Operator: Thank you. The next question is from Robyn Karnauskas with Truist. Please proceed.
Unidentified Analyst: Good afternoon, and thanks for taking the question. This is Nicole on for Robyn. Are you seeing any safety signals in a sense for NFLSC with Trodelvy and pembro. Like are the safety probes comparable to both populations? And if so, would this hamper uptake in the first line?
Merdad Parsey: Hi, Nicole, this is Merdad. We haven’t really disclosed anything on the safety. Those studies have really just gotten underway. So I don’t think we have anything to share yet. We’ll, of course, be following that to see if anything emerges. Your question is exactly the one that we want to make sure we address as we move forward. But I don’t — we don’t have enough data at this point to make a comment one way or the other.
Operator: Thank you. Our last question will be from Evan Seigerman with BMO. Please proceed.
Evan Seigerman: Hi guys, thanks for taking my question. One for Christi. You’re annualizing well above $1 billion for cell therapy products. Can you talk about the recent work you’ve done to expand manufacturing and how you could think that could support further growth this year and beyond? Thank you.

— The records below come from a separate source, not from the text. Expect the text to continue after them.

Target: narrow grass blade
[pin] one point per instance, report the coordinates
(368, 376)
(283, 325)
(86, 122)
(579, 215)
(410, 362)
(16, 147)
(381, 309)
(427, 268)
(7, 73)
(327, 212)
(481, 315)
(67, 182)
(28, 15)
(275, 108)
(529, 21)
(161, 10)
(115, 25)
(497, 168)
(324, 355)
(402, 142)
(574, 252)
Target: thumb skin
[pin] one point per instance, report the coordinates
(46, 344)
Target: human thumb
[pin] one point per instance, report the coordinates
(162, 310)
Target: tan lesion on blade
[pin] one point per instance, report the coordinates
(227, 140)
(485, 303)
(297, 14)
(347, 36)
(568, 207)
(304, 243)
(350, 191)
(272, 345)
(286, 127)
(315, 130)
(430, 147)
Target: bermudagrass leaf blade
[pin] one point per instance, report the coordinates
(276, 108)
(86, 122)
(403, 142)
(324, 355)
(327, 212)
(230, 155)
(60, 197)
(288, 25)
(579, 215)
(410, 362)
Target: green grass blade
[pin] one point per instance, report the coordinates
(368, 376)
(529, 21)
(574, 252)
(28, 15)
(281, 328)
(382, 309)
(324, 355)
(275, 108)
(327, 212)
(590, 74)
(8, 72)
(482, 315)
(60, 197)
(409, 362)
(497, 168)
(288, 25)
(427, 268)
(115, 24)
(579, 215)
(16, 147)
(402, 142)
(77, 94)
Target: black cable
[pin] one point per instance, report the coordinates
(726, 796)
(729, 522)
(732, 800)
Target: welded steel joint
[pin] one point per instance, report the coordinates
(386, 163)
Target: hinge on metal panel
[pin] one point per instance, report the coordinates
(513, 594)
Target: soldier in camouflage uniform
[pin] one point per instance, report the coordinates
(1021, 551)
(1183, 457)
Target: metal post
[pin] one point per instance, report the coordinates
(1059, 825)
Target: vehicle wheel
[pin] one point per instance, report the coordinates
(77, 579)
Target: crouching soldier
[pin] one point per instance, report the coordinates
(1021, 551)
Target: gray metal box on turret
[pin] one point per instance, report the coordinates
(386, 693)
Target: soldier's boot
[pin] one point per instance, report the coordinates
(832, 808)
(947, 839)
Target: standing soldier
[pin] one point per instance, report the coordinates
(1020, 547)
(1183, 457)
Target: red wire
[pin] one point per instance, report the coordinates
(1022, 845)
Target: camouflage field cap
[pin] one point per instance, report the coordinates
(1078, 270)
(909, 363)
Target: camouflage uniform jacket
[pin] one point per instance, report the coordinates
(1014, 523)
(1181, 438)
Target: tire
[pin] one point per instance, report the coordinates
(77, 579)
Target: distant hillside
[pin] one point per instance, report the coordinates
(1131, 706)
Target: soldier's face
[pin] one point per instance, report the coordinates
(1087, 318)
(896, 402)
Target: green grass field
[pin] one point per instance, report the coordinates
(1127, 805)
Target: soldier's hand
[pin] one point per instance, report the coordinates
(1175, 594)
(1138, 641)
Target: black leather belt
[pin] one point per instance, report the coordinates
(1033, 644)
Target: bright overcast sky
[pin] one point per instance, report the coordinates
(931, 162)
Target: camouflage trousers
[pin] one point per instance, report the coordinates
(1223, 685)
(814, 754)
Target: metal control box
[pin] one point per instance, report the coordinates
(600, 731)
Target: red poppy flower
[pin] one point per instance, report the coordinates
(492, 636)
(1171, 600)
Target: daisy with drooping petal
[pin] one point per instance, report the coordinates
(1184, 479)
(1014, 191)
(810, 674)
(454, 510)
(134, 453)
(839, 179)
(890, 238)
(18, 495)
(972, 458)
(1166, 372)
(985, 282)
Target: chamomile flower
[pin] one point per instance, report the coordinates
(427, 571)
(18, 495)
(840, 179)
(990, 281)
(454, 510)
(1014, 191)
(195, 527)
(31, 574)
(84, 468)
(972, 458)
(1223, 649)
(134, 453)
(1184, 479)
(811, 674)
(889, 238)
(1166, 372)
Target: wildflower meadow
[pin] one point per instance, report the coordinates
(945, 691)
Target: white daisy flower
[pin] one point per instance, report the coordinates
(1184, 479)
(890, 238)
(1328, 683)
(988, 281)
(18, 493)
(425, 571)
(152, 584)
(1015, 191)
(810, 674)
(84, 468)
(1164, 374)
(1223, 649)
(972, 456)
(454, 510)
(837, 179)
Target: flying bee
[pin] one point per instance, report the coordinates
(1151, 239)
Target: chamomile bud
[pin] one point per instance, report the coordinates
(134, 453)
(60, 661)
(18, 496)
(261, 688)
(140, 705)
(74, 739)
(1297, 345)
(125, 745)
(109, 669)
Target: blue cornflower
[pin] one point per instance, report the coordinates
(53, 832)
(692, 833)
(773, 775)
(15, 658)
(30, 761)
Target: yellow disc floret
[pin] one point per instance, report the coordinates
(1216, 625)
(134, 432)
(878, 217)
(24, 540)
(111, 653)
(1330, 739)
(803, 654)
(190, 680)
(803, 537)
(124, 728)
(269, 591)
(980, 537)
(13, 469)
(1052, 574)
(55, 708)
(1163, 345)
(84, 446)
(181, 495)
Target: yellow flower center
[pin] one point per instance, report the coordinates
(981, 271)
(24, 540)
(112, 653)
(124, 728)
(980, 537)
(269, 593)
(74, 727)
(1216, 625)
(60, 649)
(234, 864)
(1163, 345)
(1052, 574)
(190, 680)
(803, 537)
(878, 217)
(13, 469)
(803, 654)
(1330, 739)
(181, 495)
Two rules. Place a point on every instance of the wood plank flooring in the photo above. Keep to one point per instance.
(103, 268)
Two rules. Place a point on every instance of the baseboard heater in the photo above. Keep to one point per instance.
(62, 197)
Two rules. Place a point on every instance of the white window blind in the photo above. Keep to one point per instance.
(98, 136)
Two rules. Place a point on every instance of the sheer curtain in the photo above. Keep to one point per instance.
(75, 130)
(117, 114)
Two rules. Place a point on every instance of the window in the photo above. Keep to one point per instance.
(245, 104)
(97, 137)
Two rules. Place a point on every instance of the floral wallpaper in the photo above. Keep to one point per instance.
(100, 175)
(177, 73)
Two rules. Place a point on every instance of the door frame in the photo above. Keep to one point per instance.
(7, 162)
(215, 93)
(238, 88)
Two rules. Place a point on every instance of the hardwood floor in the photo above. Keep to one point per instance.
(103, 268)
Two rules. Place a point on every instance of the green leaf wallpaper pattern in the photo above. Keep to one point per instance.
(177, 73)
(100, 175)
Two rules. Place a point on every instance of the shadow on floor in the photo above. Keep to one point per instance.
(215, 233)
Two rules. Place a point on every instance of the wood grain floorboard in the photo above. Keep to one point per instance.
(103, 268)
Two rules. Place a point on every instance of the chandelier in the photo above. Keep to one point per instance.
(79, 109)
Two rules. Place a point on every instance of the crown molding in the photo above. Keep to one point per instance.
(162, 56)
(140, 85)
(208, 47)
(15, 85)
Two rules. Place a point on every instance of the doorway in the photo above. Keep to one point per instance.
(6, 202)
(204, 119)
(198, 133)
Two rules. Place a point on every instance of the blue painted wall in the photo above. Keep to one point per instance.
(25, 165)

Christi Shaw: Sure. So that was our focus and has been our focus is really on the supply side and being able to ensure that we have the capacity to provide for patients. I think that’s what you’re seeing is our industry-leading manufacturing piece. And if you look at GCFO3 here in California, adding the new site to TCFO-4 in Amsterdam and in TCFO-5 in Maryland, we’re really able to leverage that footprint to grow not only in the assets that we have today, but in future pipeline, especially as we look at the partnership we have now with our select to multiple myeloma. So we’re very confident about our ability to supply and the capacity that we’ve built and today and for tomorrow. And really the next focus for us is we’ve had some really good gains on our margin improvements.
But as we look at our operational — our optimization of our manufacturing footprint. Yes, we need to continue to ensure the capacity, which we feel like we’ve really done. And now we’re able to put a big focus too on the optimization piece, which we’ve made progress on but we have several levers there to pull as well. So I hope you’re hearing from me a big confidence in our ability to deliver for patients from a capacity standpoint.